Unser Dorfbrunnen, wie wir ihn heute kennen, plätschert nun bereits seit 200 Jahren still vor sich hin. Erbaut im Jahr 1822, begeht der Urbarer Antonius-Brunnen in diesem Jahr (2022) somit seinen 200. Geburtstag. Für uns heutige Zeitgenossen ist diese Schlagzeile sicher kein besonderer Anlass zum Feiern, denn ein Brunnen hat für uns keine große Bedeutung mehr, allenfalls noch als dekorativer Ortsschmuck. In der Regel laufen wir achtlos an ihm vorbei, lauschen allenfalls hin und wieder mal dem Plätschern seines stetigen Wasserkreislaufs, nehmen aber ansonsten höchstens noch als kulturhistorisches oder nostalgisches Denkmal von ihm Notiz.
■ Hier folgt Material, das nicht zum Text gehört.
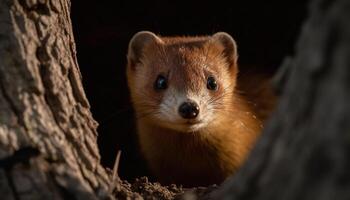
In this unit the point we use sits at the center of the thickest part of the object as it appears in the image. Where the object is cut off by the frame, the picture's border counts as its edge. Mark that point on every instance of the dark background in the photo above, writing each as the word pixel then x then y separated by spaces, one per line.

Eine völlig andere Wahrnehmung hatten hingegen die Dorfbewohner des Jahres 1822, als der neue Brunnen mit dem preußischen Löwenkopf erstmals für sie in der Dorfmitte „Wasser spuckte“. Dieser Tag muss für die Urbarer ein echter Freudentag gewesen sein. Denn eine zentrale Wasserversorgung gab es bis zu dieser Zeit einfach noch nicht – und so waren die Leute gezwungen, ihre täglichen Wasserrationen für den Eigenbedarf und für das Vieh im Stall an den vorhandenen Wasserquellen zu decken. Das bedeutete konkret für alle Haushalte im Dorf tägliche Plackerei und lange Wegstrecken zur Wasserquelle an der Bleiche. Und wenn das Vieh in heißen Sommermonaten besonders durstig war, musste der Gang durchaus mehrmals bewältigt werden. In trockenen Jahren schrumpften die Wasserläufe rund ums Dorf zudem oft zu kleinen Rinnsalen, die eine ergiebige Wasserentnahme erschwerten. Das Ganze war also nicht nur eine mühsame Schlepperei, sondern diese Touren waren auch äußerst zeitaufwändig. Üblicherweise nutzten die Bewohner dazu ein Tragejoch, eine über die Schulter gelegte Tragstange, an der rechts und links die gefüllten Wassereimer hingen. So kamen schnell bis zu 50 kg Gewicht zusammen.
Wer täglich den langen und ansteigenden Weg von der damaligen Quelle am Bornbach (heutige Bezeichnung: „An der Bleich“) mit zwei randvoll gefüllten, hölzernen Wassereimern zurück in die „Groß Hohl“ antreten musste, der war natürlich überglücklich über den Fortschritt eines neuen Brunnens. Man musste künftig für sein Frischwasser nur noch die „paar Schritte“ in die Dorfmitte zum Brunnen marschieren, statt den weiten Weg zur „Bleich“.